Sur la base d'une analyse Unia constate que les arguments invoqués par certaines villes, communes et exploitants pour justifier une interdiction du port du maillot de bain intégral ne résistent pas à une analyse au regard de la législation antidiscrimination. Cette analyse consiste à évaluer la légitimité des finalités sous-jacentes à la mesure d’interdiction, en fonction de chacun des arguments avancés, et le caractère approprié et nécessaire de la mesure au regard de ces buts. Si plusieurs des arguments s’appuient sur des finalités légitimes, telles que la sécurité ou l’hygiène, il s’avère que la mesure d’interdiction du maillot de bain intégral n’apparait dans aucun cas comme une mesure appropriée et nécessaire au regard de ces buts.

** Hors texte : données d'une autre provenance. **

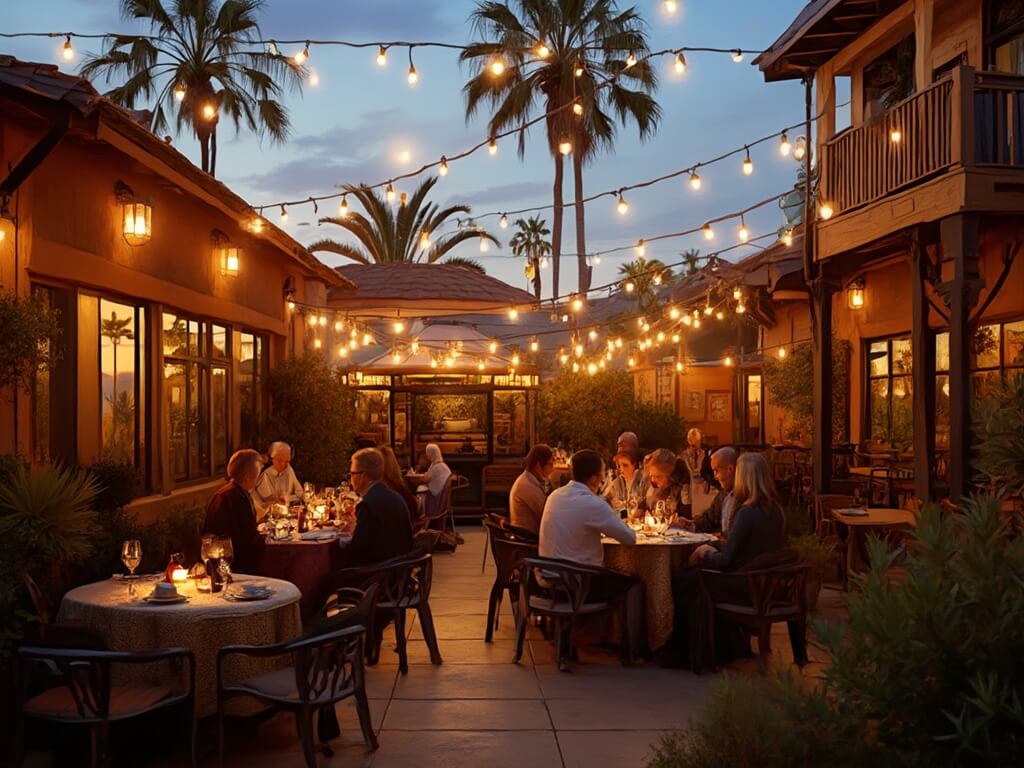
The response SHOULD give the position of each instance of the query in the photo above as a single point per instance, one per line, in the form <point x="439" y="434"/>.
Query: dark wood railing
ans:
<point x="966" y="119"/>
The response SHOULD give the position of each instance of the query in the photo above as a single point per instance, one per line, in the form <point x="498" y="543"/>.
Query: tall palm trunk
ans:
<point x="556" y="229"/>
<point x="585" y="271"/>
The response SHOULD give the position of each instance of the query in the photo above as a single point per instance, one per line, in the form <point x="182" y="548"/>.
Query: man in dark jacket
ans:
<point x="230" y="512"/>
<point x="382" y="527"/>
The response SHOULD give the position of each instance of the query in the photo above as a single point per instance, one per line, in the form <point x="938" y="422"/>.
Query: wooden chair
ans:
<point x="404" y="585"/>
<point x="759" y="597"/>
<point x="326" y="669"/>
<point x="508" y="547"/>
<point x="81" y="692"/>
<point x="563" y="599"/>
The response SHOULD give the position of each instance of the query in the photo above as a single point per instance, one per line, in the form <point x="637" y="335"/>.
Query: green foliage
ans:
<point x="26" y="345"/>
<point x="312" y="410"/>
<point x="787" y="383"/>
<point x="998" y="432"/>
<point x="579" y="412"/>
<point x="117" y="483"/>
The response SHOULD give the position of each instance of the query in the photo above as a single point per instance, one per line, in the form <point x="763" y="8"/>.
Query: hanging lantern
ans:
<point x="136" y="216"/>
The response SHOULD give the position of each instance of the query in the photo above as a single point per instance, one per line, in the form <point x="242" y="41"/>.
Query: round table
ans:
<point x="859" y="525"/>
<point x="204" y="625"/>
<point x="652" y="559"/>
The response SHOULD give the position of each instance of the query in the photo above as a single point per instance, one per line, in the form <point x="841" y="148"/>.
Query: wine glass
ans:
<point x="131" y="556"/>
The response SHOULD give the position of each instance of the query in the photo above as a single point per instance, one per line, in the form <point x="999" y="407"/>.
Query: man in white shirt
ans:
<point x="574" y="517"/>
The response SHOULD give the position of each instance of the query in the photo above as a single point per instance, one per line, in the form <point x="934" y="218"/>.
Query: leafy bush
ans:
<point x="590" y="412"/>
<point x="998" y="426"/>
<point x="118" y="483"/>
<point x="312" y="410"/>
<point x="928" y="671"/>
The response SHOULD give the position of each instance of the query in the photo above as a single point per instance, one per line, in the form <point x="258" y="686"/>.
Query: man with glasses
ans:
<point x="382" y="527"/>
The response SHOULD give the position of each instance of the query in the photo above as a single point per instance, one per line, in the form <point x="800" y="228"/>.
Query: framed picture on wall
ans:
<point x="719" y="407"/>
<point x="693" y="404"/>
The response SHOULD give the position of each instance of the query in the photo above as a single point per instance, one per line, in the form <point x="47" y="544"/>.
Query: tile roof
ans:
<point x="429" y="282"/>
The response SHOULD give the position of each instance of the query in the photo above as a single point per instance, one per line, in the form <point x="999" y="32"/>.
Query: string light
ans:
<point x="784" y="147"/>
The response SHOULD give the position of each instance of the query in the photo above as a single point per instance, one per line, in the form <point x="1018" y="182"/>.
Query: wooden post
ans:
<point x="821" y="297"/>
<point x="960" y="251"/>
<point x="923" y="347"/>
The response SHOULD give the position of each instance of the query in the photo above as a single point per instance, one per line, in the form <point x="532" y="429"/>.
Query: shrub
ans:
<point x="313" y="411"/>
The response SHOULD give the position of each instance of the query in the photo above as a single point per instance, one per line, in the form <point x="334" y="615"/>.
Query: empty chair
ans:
<point x="325" y="669"/>
<point x="80" y="691"/>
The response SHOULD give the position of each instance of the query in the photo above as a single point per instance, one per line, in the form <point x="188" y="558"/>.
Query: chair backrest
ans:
<point x="567" y="583"/>
<point x="326" y="665"/>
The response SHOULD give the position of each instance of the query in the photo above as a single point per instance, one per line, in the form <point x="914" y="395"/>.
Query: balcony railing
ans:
<point x="967" y="119"/>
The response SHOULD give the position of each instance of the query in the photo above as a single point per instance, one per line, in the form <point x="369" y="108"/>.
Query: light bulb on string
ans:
<point x="784" y="147"/>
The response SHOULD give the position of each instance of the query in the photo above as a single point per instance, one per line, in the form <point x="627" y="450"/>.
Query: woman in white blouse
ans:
<point x="278" y="483"/>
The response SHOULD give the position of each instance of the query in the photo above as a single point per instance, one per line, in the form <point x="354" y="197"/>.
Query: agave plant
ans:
<point x="407" y="232"/>
<point x="48" y="512"/>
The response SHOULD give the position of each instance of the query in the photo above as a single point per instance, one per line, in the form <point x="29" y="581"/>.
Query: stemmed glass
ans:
<point x="131" y="556"/>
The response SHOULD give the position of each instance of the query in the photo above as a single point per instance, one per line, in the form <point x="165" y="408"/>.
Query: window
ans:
<point x="196" y="381"/>
<point x="252" y="375"/>
<point x="890" y="392"/>
<point x="122" y="381"/>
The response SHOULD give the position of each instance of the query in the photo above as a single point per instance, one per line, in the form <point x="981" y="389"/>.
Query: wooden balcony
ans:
<point x="958" y="144"/>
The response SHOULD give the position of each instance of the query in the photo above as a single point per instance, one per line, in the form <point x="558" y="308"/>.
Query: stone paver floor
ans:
<point x="479" y="709"/>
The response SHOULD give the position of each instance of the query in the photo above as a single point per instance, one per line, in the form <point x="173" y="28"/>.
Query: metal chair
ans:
<point x="82" y="692"/>
<point x="508" y="547"/>
<point x="326" y="669"/>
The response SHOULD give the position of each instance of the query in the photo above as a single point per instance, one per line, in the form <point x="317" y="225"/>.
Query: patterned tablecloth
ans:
<point x="652" y="559"/>
<point x="204" y="625"/>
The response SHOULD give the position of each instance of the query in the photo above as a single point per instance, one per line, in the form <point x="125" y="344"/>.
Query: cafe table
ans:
<point x="204" y="624"/>
<point x="861" y="521"/>
<point x="652" y="559"/>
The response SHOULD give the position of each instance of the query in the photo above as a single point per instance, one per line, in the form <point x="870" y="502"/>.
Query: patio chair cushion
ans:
<point x="126" y="701"/>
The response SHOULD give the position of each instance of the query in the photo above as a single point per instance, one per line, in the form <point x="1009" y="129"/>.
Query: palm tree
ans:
<point x="592" y="37"/>
<point x="646" y="275"/>
<point x="199" y="65"/>
<point x="531" y="242"/>
<point x="409" y="235"/>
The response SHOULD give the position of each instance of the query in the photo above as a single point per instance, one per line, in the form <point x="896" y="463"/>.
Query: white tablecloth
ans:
<point x="204" y="625"/>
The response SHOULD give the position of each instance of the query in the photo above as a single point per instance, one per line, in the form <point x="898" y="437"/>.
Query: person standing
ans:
<point x="229" y="513"/>
<point x="527" y="496"/>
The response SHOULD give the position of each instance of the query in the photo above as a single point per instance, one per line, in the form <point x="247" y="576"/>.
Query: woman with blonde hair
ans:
<point x="759" y="524"/>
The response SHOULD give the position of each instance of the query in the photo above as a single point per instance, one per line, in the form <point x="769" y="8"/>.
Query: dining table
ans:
<point x="652" y="559"/>
<point x="203" y="623"/>
<point x="860" y="521"/>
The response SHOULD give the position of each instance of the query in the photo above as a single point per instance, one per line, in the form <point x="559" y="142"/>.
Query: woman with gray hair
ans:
<point x="278" y="483"/>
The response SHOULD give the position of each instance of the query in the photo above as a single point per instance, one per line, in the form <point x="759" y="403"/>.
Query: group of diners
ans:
<point x="742" y="509"/>
<point x="386" y="513"/>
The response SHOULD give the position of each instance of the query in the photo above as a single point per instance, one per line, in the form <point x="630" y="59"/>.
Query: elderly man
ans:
<point x="278" y="484"/>
<point x="382" y="526"/>
<point x="229" y="512"/>
<point x="718" y="517"/>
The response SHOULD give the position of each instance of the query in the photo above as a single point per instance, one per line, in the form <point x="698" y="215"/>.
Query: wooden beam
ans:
<point x="923" y="354"/>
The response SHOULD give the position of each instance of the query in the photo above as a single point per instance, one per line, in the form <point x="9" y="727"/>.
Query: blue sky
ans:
<point x="356" y="124"/>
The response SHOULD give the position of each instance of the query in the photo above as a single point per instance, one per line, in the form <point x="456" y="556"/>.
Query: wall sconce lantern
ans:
<point x="855" y="294"/>
<point x="136" y="215"/>
<point x="226" y="256"/>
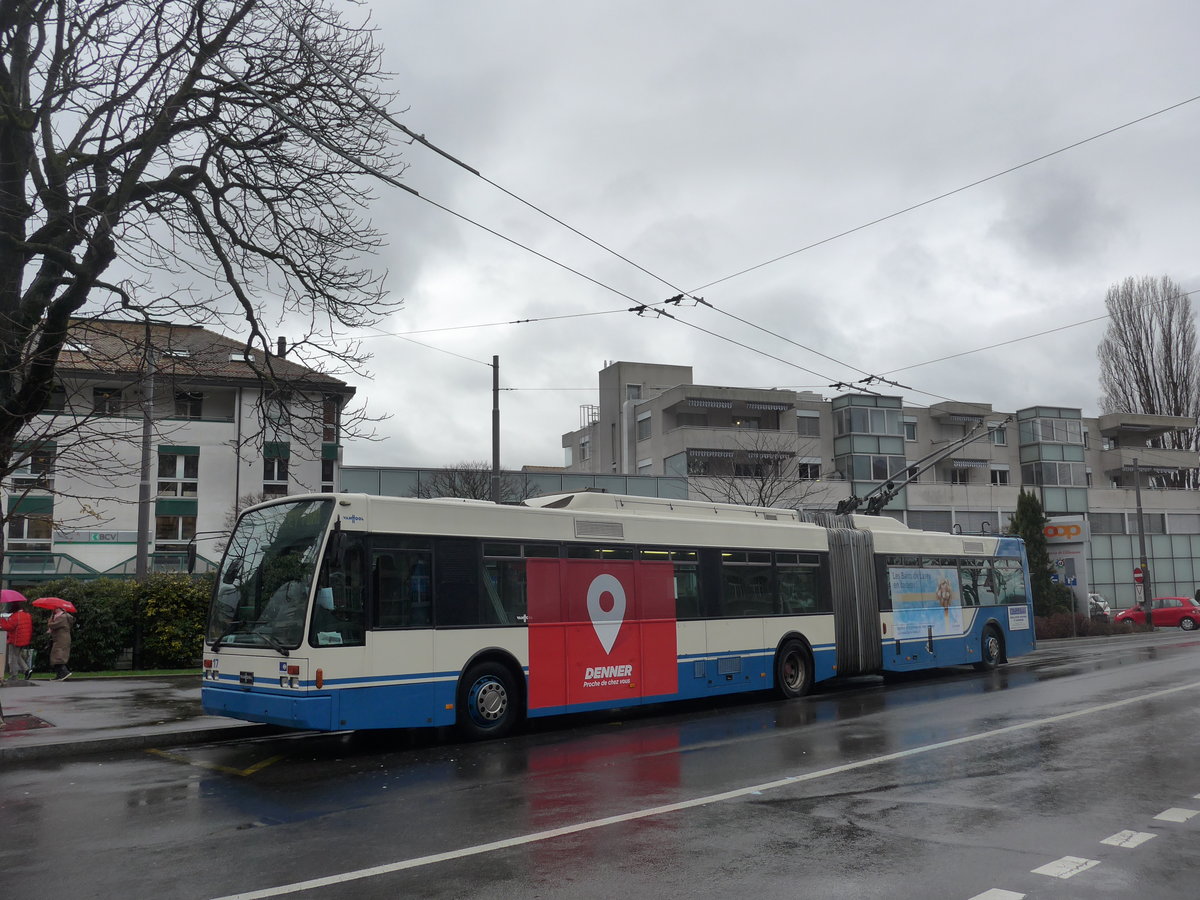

Une zone d’incertitude subsiste concernant la question de la sécurité, en lien avec le temps nécessaire au sauvetage d’une personne portant un maillot de bain intégral, au cas où il faudrait utiliser un défibrillateur pour réanimer cette personne. Les tests réalisés à ce jour pour objectiver la durée en question ayant donné des résultats variables, Unia préconise soit de préciser le type de maillot de bain intégral autorisé – uniquement ceux avec ouverture zippée à l’avant – soit la conduite de tests avec le soutien d’un organisme certifié au cas afin d’objectiver le risque. Une interdiction des maillots non conformes ne pourrait être justifiée que si elle se base sur des tests qui concluent à un risque réel en matière de sécurité.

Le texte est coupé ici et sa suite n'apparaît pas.